Não consegui ir à homenagem que a Câmara Municipal prestou a Carlos do Carmo. Mas, ao ler um miserável artigo de opinião ontem publicado no "Diário de Notícias", onde se amesquinha o prémio internacional recebido pelo cantor, apeteceu-me dar nota de algo que tem sido pouco sublinhado, mas que merece ser dito: o papel de Carlos do Carmo na aceitação política do fado.

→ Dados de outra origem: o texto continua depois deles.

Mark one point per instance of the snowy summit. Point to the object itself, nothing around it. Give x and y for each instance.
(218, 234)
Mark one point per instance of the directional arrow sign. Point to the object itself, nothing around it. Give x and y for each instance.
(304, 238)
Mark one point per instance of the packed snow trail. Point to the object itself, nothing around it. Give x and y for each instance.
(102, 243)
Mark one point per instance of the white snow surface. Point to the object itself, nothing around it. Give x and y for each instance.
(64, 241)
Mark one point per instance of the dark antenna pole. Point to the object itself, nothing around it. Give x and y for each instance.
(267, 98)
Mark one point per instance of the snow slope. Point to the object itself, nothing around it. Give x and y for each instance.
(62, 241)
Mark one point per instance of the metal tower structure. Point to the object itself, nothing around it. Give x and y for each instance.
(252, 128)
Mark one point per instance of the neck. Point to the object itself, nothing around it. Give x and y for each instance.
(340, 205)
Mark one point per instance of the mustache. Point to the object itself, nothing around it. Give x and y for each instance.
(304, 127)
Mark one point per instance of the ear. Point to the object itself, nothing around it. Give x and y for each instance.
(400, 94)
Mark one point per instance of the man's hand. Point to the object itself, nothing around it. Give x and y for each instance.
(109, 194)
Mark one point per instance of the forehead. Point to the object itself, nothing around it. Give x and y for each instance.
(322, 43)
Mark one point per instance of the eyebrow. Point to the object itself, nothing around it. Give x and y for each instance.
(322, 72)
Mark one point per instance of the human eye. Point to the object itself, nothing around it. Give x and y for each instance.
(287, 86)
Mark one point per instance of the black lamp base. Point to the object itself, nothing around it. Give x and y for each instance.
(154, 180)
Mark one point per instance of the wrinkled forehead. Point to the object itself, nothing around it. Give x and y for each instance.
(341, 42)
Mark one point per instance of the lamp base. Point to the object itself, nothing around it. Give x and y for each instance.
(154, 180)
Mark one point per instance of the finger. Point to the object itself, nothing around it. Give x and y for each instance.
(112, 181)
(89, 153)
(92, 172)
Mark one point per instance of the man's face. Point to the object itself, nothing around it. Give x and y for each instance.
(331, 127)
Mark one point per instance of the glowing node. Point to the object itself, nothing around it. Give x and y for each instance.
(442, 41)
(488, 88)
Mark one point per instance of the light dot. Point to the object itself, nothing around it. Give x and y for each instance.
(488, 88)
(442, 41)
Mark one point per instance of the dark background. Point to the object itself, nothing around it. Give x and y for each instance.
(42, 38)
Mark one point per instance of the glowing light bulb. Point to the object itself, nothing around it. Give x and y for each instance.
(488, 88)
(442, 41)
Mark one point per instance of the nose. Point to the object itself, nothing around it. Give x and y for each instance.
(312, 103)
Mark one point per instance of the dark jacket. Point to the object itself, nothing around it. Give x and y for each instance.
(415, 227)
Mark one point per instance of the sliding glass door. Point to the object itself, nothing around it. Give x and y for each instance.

Como canção identitária do país, o fado foi instrumentalizado com algum cuidado pela ditadura. O Portugal passadista, sentimental, a tanger a pobreza e a desgraça, que muitas letras do fado tradicional espelham, ia bem com o paradigma do regime de então. Enquanto o povo rimasse "amar" com "luar", para usufruto de turistas e salões marialvas, Portugal viveria tão "habitualmente" como Salazar gostava. A genialidade de Amália fazia bem a ponte entre todos esses mundos que apreciavam o fado, embora o sobrolho do regime se tivesse começado a franzir quando ela convocou poetas a sério para usufruto da sua voz. Mas o fado, com Fátima e o futebol do Benfica, era a caricatura popular de um Estado que de Novo já só tinha o nome. Até que caiu.
Chegados a abril, o fado sofreu a ressaca de tudo o que surgia ligado ao tempo que passara a ser um passado demasiado pesado para ser louvado sem risco. A demagogia fácil, que por esses magníficos dias também se instalou, transformou Amália no bode expiatório de todo o mundo fadista, com a canção a ser tida por um verdadeiro hino da reação. Nos meios de esquerda, o fado passou por tratos de polé. Lembro-me bem da condescendência irritada de amigos meus quando, no auge dessa onda, onde só se ouviam trovas revolucionárias e militantes, eu louvava a beleza do "Não venhas tarde" ou o "Nem às paredes confesso". Não me arrependo, claro.
Foi então que surgiu Carlos do Carmo. O fadista era "de esquerda", próximo do Partido Comunista. Fadista e comunista? Assim era e foi assim que, em grande parte pela sua mão e pela sua voz, com José Carlos Ary dos Santos à mistura, o fado se "segurou" nessa criativa mas também destruidora agitação. Em 1975, Carlos do Carmo seria o intérprete único do então importante concurso nacional em que se escolhia a canção que representaria Portugal na Eurovisão. Mesmo assim, alguma esquerda demorou tempo a "chegar" ao fado. Outra, suspeito eu, continua a olhar para ele como um rito alfacinha (um seu setor, de que nunca fiz parte, delicia-se com a napolitana versão coimbrã, salva da "tormenta" de 74 por via de José Afonso e Adriano Correia de Oliveira), desconfiando sempre da sua perversa influência melancólica, da apropriação aristocrática e sua banalização turística. Coitados, não sabem o que perdem!
A Carlos do Carmo, para além da contribuição para o seu património de algumas belas melodias, o fado deve muito daquilo que hoje é na memória de Portugal e do mundo, como canção que é, tal como os presidentes da República dizem sempre serem, mesmo quando o não são, "de todos os portugueses".